By STEPHEN THORNE
Canadian Press
Monday, June 18, 2001
Page A8
OTTAWA -- U.S. officials will return to Canada this month to further assess this year's PEI potato crop, but documents show they have not always practised what they preach. The Americans crippled the Prince Edward Island industry by shutting down the border to PEI potatoes after a fungus was discovered in a corner of a single field on Oct. 24.
Despite extraordinary measures by Canadian authorities and overwhelming evidence that the fungus had not spread, large sections of PEI farmland were quarantined and the border stayed closed for nearly seven months.
Yet when the same potato-wart fungus was discovered in Maryland in 1987, U.S. authorities did not bother to inform their Canadian counterparts, documents obtained under the Access to Information Act show.
Potato shipments to Canada continued uninterrupted and Canadian laboratories -- the same ones that the Americans second-guessed in the winter -- ultimately helped eradicate the fungus in Maryland, the documents say.
By contrast, Canadian authorities informed the Americans of the PEI problem within 48 hours. Inspectors from the Canadian Food Inspection Agency took nearly 300,000 soil samples from 74 fields.
They conducted 9,777 tests. Fifteen were positive -- all from the same 0.1 hectare where a man had a vegetable garden and fed his pigs.

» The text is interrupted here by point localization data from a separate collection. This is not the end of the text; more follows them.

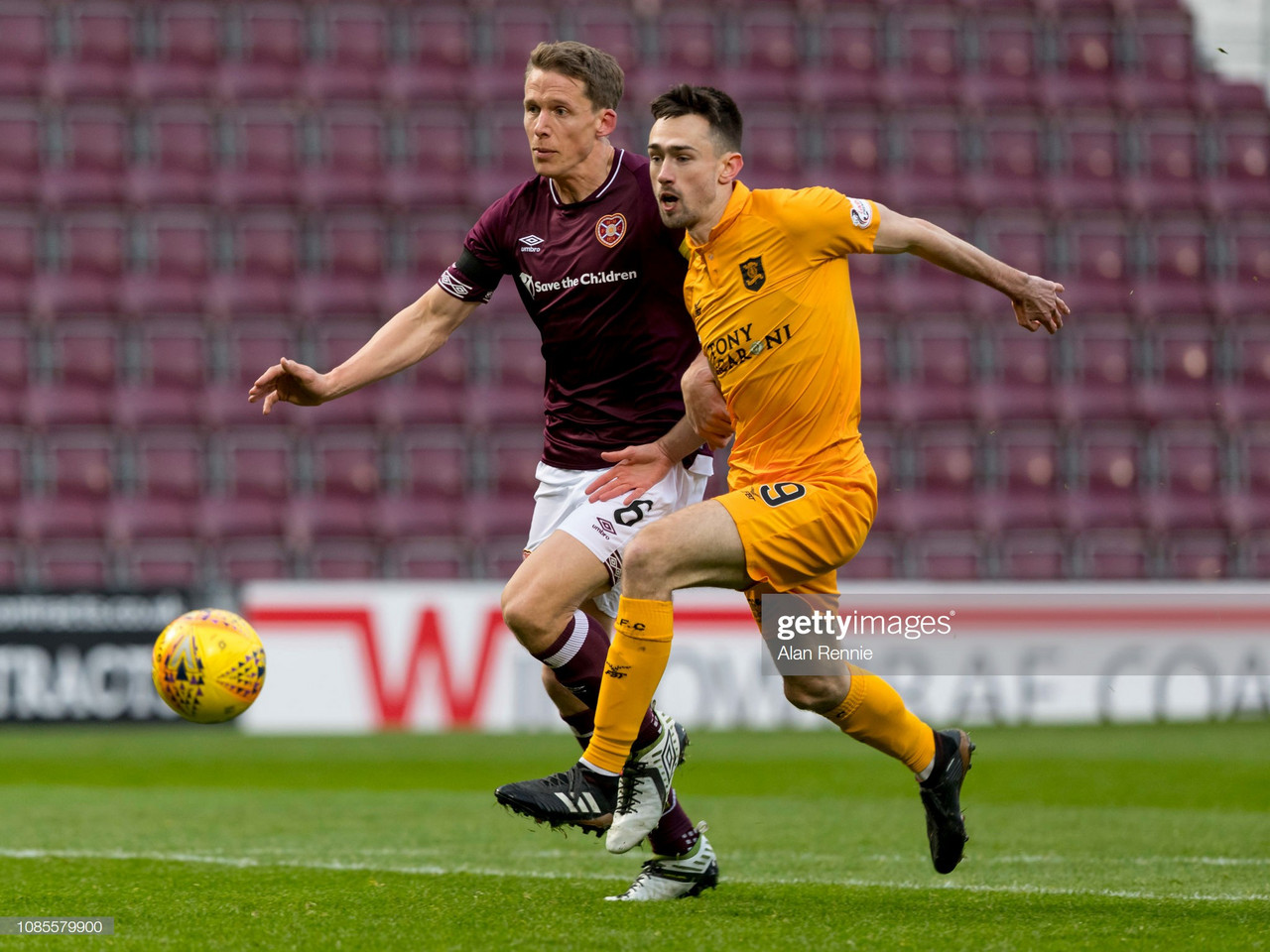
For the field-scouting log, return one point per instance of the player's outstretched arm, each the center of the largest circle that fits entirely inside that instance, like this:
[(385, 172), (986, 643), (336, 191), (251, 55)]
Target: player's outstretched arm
[(1035, 299), (408, 336)]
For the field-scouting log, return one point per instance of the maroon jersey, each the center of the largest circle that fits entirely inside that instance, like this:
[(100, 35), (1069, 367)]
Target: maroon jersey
[(602, 278)]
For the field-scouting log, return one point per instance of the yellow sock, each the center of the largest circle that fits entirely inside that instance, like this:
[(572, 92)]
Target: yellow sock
[(875, 714), (634, 667)]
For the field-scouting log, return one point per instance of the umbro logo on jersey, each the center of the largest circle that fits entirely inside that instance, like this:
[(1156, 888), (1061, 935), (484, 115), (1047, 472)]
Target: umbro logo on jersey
[(611, 229), (579, 802)]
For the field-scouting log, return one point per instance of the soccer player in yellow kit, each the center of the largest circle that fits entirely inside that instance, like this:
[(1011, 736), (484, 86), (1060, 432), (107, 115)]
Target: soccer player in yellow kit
[(770, 294)]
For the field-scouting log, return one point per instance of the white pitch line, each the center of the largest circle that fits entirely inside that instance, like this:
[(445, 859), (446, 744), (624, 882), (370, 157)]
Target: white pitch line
[(340, 866)]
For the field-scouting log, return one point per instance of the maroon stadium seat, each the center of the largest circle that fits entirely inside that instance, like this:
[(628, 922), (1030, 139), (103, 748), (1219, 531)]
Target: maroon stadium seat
[(99, 59), (356, 46), (261, 277), (268, 63), (348, 171), (19, 154), (18, 244), (1187, 494), (24, 35), (264, 166), (187, 54), (176, 264), (1007, 63), (436, 164), (178, 167), (439, 59), (349, 281), (89, 169), (1110, 476)]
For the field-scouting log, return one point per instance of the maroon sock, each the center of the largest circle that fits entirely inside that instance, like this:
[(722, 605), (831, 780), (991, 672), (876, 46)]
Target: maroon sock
[(581, 724), (576, 657), (675, 833)]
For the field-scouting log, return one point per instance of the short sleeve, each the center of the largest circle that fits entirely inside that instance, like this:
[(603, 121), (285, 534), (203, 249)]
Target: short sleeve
[(828, 223)]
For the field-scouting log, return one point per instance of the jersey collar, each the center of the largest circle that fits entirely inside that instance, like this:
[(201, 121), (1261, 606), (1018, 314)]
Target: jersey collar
[(735, 204), (598, 191)]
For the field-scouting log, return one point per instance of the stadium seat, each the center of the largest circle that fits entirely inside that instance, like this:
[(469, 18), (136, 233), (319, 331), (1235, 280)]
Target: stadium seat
[(250, 558), (1028, 480), (84, 277), (1034, 556), (929, 172), (1023, 381), (1245, 397), (1011, 166), (928, 64), (942, 365), (1239, 295), (429, 558), (164, 563), (89, 168), (513, 32), (1097, 250), (267, 61), (855, 153), (436, 164), (16, 356), (348, 168), (1086, 63), (24, 35), (947, 470), (186, 54), (1164, 55), (1091, 159), (1169, 178), (67, 565), (261, 277), (1114, 555), (19, 154), (178, 168), (176, 261), (98, 62), (1242, 180), (847, 64), (263, 164), (880, 557), (1110, 475), (947, 556), (18, 246), (1201, 556), (1183, 358), (439, 59), (353, 58), (1191, 479), (1005, 71), (349, 281)]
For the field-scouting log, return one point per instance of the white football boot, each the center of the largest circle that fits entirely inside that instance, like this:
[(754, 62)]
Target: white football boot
[(676, 876), (645, 785)]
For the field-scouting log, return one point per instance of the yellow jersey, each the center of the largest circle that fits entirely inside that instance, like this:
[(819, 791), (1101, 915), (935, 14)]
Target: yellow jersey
[(770, 295)]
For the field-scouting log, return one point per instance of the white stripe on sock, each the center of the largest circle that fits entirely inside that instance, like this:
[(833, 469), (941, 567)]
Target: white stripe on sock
[(572, 645)]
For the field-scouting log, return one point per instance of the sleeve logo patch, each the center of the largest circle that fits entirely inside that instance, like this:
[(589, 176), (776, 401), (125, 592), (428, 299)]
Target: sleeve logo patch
[(861, 213), (752, 273), (611, 229)]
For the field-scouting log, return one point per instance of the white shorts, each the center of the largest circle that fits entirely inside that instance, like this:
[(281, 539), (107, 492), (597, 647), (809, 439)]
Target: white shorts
[(604, 529)]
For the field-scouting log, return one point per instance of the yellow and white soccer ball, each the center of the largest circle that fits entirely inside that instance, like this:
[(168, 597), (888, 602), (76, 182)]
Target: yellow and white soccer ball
[(208, 665)]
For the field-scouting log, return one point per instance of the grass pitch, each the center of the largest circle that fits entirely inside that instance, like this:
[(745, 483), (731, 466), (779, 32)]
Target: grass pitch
[(1152, 837)]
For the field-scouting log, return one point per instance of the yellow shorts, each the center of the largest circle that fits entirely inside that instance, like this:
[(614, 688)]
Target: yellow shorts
[(798, 534)]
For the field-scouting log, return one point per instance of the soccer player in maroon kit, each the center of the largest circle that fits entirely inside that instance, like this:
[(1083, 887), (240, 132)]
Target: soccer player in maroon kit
[(602, 280)]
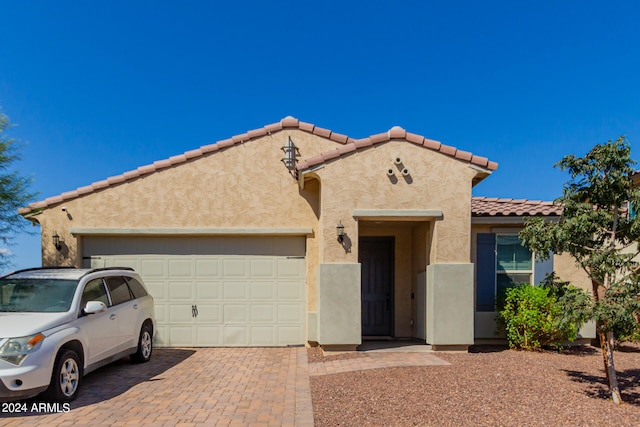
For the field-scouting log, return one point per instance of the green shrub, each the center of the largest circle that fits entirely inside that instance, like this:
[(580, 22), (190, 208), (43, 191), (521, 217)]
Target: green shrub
[(538, 316), (528, 317)]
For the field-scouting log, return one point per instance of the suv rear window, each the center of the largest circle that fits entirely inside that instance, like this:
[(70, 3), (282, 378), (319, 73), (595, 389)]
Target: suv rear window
[(118, 289), (136, 287)]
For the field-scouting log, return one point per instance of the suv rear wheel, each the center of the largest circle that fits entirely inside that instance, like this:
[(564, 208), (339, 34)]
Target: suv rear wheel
[(66, 377), (145, 345)]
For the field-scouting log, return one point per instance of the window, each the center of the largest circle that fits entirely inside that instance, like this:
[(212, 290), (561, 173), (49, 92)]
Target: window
[(501, 262), (136, 287), (119, 290), (94, 291), (514, 263)]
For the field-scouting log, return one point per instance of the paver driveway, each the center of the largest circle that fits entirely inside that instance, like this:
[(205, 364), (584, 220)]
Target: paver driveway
[(213, 386)]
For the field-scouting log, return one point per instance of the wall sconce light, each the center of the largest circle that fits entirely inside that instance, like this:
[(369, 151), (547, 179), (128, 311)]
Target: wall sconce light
[(340, 231), (56, 241)]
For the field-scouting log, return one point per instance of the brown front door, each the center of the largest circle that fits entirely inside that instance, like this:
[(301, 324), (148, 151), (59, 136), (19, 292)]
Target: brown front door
[(376, 257)]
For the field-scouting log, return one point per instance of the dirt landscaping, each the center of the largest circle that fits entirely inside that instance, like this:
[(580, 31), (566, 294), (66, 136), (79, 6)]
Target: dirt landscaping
[(485, 387)]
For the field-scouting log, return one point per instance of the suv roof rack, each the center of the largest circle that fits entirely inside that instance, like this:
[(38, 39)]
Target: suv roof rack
[(36, 269), (89, 270)]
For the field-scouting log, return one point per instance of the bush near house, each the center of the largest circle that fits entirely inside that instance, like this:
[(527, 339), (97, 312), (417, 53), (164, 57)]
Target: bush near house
[(546, 315)]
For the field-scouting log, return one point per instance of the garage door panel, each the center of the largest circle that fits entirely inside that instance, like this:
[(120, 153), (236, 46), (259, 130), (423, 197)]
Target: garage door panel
[(263, 290), (246, 290), (236, 313), (289, 313), (263, 313), (290, 291), (158, 289), (208, 267), (261, 268), (235, 268), (180, 268), (153, 267), (235, 336), (235, 290), (180, 291), (160, 311), (208, 291), (209, 313), (290, 268)]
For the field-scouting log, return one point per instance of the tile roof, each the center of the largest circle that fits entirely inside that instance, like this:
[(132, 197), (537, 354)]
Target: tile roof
[(347, 145), (494, 206), (395, 132)]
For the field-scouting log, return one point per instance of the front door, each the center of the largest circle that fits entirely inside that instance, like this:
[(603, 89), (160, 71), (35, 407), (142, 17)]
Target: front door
[(376, 257)]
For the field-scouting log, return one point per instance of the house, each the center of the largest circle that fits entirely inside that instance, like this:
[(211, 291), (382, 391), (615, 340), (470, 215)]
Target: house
[(293, 234)]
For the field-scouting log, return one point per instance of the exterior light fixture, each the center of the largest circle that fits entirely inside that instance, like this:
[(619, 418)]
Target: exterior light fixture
[(340, 231), (56, 241)]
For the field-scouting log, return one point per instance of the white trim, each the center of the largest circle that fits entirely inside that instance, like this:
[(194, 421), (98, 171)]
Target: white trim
[(191, 231)]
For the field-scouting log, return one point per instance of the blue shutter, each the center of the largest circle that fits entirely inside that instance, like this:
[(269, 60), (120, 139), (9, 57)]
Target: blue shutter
[(486, 272), (542, 268)]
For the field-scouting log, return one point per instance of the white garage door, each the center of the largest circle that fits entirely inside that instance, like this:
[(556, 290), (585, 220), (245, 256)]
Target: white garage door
[(222, 291)]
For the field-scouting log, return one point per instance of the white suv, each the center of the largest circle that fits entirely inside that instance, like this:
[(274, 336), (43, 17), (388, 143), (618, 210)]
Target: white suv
[(57, 324)]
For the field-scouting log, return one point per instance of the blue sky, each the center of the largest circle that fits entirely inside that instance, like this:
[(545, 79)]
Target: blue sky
[(100, 88)]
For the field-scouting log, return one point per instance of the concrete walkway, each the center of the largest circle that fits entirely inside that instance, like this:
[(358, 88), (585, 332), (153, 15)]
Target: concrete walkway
[(212, 387)]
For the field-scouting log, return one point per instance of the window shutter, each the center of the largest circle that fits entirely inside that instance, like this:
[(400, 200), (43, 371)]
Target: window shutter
[(542, 268), (486, 272)]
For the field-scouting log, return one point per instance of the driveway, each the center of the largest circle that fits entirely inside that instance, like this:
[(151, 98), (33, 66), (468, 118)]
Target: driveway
[(210, 386), (184, 387)]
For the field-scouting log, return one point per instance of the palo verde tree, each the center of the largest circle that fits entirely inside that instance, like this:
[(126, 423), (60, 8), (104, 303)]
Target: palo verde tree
[(14, 191), (598, 231)]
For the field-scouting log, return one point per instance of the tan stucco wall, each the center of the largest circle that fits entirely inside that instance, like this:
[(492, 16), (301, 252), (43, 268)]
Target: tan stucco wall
[(247, 186), (566, 269), (243, 186), (436, 182)]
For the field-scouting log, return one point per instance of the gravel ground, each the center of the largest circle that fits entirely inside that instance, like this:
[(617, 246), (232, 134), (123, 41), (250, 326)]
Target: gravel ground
[(488, 386)]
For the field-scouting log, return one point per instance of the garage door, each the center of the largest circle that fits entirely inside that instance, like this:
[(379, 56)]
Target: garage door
[(222, 291)]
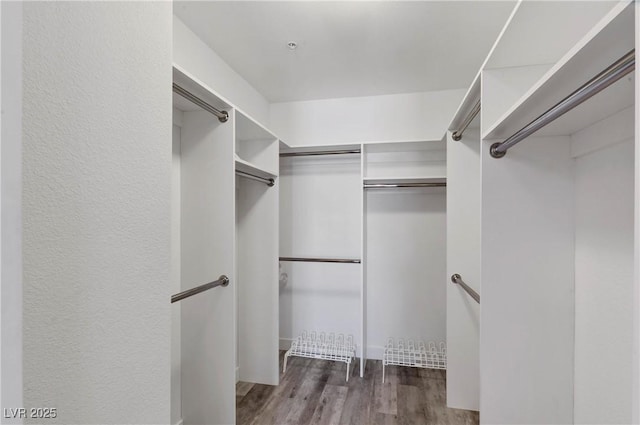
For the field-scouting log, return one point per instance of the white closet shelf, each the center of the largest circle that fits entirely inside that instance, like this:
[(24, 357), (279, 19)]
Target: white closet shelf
[(285, 149), (197, 88), (248, 167), (609, 40), (248, 129), (401, 180)]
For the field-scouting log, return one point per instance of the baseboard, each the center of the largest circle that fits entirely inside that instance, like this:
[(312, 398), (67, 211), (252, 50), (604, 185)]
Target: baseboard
[(375, 352), (285, 343)]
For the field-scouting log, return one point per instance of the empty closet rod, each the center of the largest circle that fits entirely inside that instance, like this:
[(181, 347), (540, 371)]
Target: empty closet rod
[(222, 281), (613, 73), (322, 260), (223, 116), (268, 182), (394, 185), (457, 279), (315, 153), (457, 135)]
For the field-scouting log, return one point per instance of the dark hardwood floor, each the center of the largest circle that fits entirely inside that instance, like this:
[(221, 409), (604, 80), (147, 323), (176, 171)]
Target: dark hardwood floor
[(315, 392)]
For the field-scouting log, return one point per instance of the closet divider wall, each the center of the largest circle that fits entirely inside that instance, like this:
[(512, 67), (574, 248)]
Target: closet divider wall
[(405, 249), (320, 218), (385, 206), (557, 220), (228, 332)]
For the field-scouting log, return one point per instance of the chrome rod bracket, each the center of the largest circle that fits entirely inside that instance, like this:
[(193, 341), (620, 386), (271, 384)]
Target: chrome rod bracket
[(493, 150), (221, 281), (457, 279)]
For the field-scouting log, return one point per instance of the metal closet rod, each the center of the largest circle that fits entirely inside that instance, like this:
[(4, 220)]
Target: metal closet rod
[(322, 260), (316, 153), (268, 182), (394, 185), (613, 73), (457, 135), (457, 279), (222, 281), (223, 116)]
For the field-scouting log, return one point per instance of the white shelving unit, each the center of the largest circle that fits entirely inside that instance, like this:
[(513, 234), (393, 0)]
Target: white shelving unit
[(412, 354), (323, 346)]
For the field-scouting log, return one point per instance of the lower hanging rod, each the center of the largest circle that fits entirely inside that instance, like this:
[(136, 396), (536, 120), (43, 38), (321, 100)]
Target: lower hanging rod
[(222, 281), (613, 73), (223, 116), (457, 135), (269, 182), (316, 153), (322, 260), (394, 185)]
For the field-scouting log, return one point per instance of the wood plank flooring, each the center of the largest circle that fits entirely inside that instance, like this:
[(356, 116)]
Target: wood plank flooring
[(315, 392)]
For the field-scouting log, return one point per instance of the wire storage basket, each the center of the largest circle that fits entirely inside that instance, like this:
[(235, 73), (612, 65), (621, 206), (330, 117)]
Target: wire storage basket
[(324, 346), (421, 355)]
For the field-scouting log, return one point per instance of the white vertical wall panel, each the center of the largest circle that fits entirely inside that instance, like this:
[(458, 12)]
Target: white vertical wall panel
[(257, 289), (176, 346), (11, 208), (406, 266), (207, 249), (635, 368), (96, 210), (463, 258), (604, 277), (320, 216), (527, 314)]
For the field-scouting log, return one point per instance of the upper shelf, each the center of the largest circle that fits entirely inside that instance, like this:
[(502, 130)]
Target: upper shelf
[(197, 88), (404, 180), (608, 40), (248, 129), (250, 168)]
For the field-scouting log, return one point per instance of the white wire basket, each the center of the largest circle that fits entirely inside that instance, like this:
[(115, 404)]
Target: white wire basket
[(426, 356), (324, 346)]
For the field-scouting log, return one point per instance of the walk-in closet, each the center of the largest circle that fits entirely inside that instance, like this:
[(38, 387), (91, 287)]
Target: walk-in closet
[(379, 252), (320, 212)]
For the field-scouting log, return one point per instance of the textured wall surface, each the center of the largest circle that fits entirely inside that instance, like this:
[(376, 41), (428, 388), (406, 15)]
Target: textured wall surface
[(11, 123), (96, 210)]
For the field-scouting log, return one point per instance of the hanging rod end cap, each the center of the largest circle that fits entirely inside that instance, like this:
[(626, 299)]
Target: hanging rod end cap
[(495, 152)]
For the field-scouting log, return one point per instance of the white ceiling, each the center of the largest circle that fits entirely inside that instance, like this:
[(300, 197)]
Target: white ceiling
[(346, 48)]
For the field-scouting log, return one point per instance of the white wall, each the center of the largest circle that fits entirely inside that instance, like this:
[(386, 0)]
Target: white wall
[(320, 217), (96, 210), (194, 56), (406, 266), (463, 257), (176, 381), (11, 207), (604, 277), (527, 266), (398, 117)]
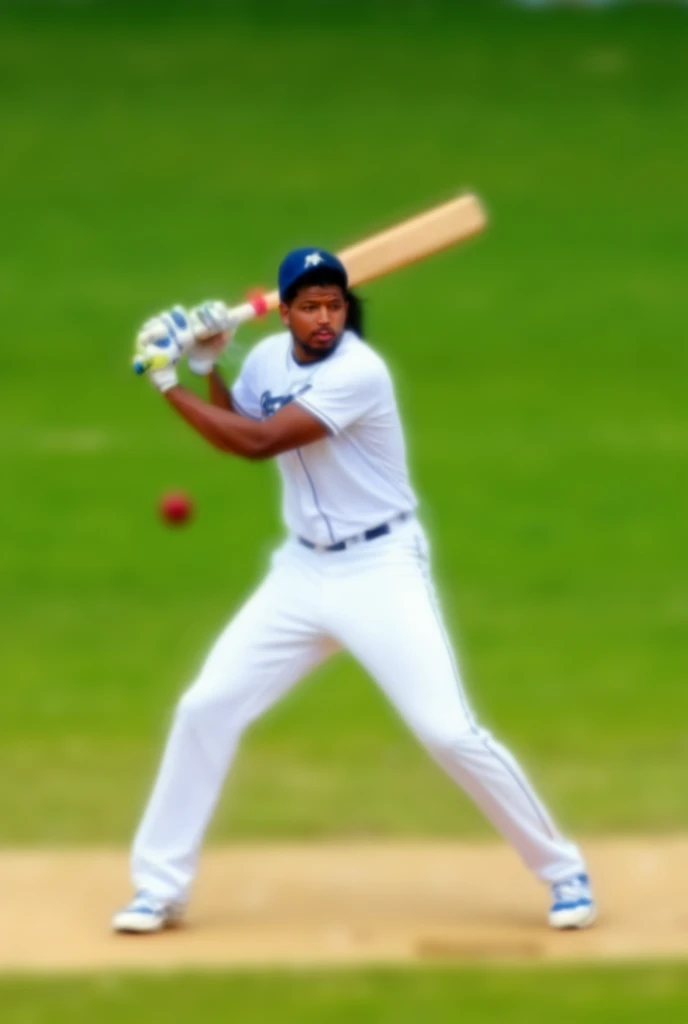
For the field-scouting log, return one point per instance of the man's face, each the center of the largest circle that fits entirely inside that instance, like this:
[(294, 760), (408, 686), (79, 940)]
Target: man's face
[(316, 318)]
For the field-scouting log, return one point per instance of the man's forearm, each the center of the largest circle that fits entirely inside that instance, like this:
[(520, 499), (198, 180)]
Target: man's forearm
[(223, 428)]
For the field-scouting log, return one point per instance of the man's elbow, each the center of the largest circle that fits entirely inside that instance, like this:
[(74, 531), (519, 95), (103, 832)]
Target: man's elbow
[(255, 449)]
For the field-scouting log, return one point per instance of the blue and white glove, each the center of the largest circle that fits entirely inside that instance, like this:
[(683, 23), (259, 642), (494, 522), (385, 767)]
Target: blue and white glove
[(212, 327), (160, 344)]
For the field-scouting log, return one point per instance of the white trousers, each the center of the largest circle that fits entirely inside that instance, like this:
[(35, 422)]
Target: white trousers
[(375, 599)]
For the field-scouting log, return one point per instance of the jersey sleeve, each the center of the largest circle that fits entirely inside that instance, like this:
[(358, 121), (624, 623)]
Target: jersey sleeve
[(342, 393), (245, 396)]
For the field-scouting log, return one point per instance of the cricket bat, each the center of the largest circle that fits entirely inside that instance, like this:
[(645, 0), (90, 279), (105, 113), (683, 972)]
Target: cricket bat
[(413, 240)]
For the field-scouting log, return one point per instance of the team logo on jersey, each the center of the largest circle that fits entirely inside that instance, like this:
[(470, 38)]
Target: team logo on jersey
[(313, 259), (271, 403)]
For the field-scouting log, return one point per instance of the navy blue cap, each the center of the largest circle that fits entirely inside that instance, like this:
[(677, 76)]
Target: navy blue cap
[(301, 261)]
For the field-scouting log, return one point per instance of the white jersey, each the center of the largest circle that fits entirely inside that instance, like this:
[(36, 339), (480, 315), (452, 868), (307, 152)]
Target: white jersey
[(356, 477)]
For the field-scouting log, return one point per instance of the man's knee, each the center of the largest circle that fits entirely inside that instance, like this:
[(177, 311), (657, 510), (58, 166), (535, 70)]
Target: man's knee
[(454, 740)]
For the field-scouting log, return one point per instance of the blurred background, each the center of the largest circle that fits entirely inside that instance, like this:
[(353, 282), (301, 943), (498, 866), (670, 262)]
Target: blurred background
[(155, 154)]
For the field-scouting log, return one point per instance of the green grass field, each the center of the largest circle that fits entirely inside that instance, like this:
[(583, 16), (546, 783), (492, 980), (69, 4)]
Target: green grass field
[(618, 995), (156, 155)]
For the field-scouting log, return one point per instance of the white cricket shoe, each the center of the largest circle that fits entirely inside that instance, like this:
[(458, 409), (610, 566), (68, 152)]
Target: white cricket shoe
[(572, 903), (146, 913)]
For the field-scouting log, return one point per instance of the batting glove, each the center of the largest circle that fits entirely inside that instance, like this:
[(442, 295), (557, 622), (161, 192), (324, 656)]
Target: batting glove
[(160, 344), (212, 327)]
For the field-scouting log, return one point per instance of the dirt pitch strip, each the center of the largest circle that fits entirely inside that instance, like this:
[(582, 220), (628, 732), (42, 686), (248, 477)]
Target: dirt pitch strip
[(345, 903)]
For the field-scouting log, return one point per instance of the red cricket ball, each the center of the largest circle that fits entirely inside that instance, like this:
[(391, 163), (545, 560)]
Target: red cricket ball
[(175, 508)]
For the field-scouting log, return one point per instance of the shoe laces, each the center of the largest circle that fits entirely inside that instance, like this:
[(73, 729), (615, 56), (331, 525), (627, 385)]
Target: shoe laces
[(571, 889)]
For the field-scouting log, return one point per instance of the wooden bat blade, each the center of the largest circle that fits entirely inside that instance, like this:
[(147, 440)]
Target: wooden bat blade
[(415, 239), (409, 242)]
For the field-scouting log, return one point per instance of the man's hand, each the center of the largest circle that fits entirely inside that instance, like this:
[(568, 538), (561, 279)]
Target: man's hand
[(212, 329), (161, 343)]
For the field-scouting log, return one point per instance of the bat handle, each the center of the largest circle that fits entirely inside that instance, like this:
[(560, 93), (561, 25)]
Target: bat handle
[(256, 306)]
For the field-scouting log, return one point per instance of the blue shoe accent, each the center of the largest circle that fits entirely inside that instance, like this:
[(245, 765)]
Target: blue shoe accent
[(571, 893), (572, 903)]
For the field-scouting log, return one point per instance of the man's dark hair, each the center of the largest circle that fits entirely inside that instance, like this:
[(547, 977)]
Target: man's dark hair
[(323, 276)]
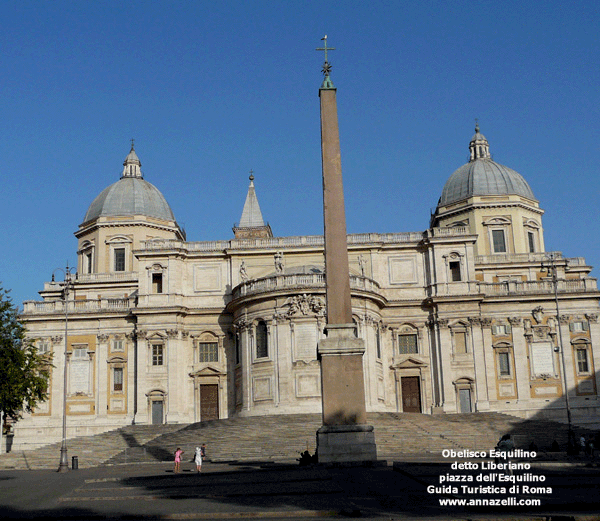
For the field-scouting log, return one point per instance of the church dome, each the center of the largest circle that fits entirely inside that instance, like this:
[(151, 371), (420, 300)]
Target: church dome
[(131, 195), (483, 176)]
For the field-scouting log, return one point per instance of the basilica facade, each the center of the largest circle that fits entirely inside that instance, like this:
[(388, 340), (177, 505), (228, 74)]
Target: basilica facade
[(469, 315)]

More than 46,540 hectares of potatoes are grown on Prince Edward Island.
Still, PEI spuds were denied access to the lucrative U.S. Thanksgiving and Christmas markets while farmers in Idaho and Washington cashed in on bumper crops.
PEI farmers lost an estimated $30-million. Even shipments to other provinces were stopped in case the Americans made good on threats to ban their potatoes too.
In May, U.S. officials reopened the border to PEI's 2000 potato crop -- with conditions -- but they are still deciding whether to allow shipments of this year's crop.
"It is well and good for the U.S. to express their arrogance and demand that Canada segregate the most intensive potato geography of our entire industry," Paul Jelley, PEI's deputy minister of agriculture, wrote the president of the Canadian Food Inspection Agency on Dec. 14.
"We do not recognize this imposition since I assume we still have sovereign authority within our own country."
But what galled some Canadian authorities even more was what a New Brunswick official described as U.S. "disrespect" for the science conducted by the food- inspection agency.
"The same Canadian expertise that was turned to by the U.S. during the Maryland outbreak in the form of scientists, technologists and laboratories were once again used in this investigation," agency director Robert Carberry wrote his U.S. counterpart on Jan. 3.
In 84 years of export trade to more than 40 countries, he noted, there had never been a single finding of potato wart from Canada.
Yet thousands of trailerloads of Maryland potatoes have been imported since potato wart was discovered there. Wart has also occurred in Pennsylvania and West Virginia.
Shipments to Canada have also continued from other states where other, equally reviled diseases have occurred.
"It is a ridiculous situation where Canada has honourably allowed shipments of potatoes from areas of the United States where wart has occurred," PEI Agriculture Minister Mitch Murphy wrote federal minister Lyle Vanclief on Dec. 5.
"Further to this, it is also ridiculous that Canada allows potato shipments from areas of the U.S. where regulated and quarantine pests occur . . . yet we are refused reciprocity with our current situation. This is a clear violation of trade agreements."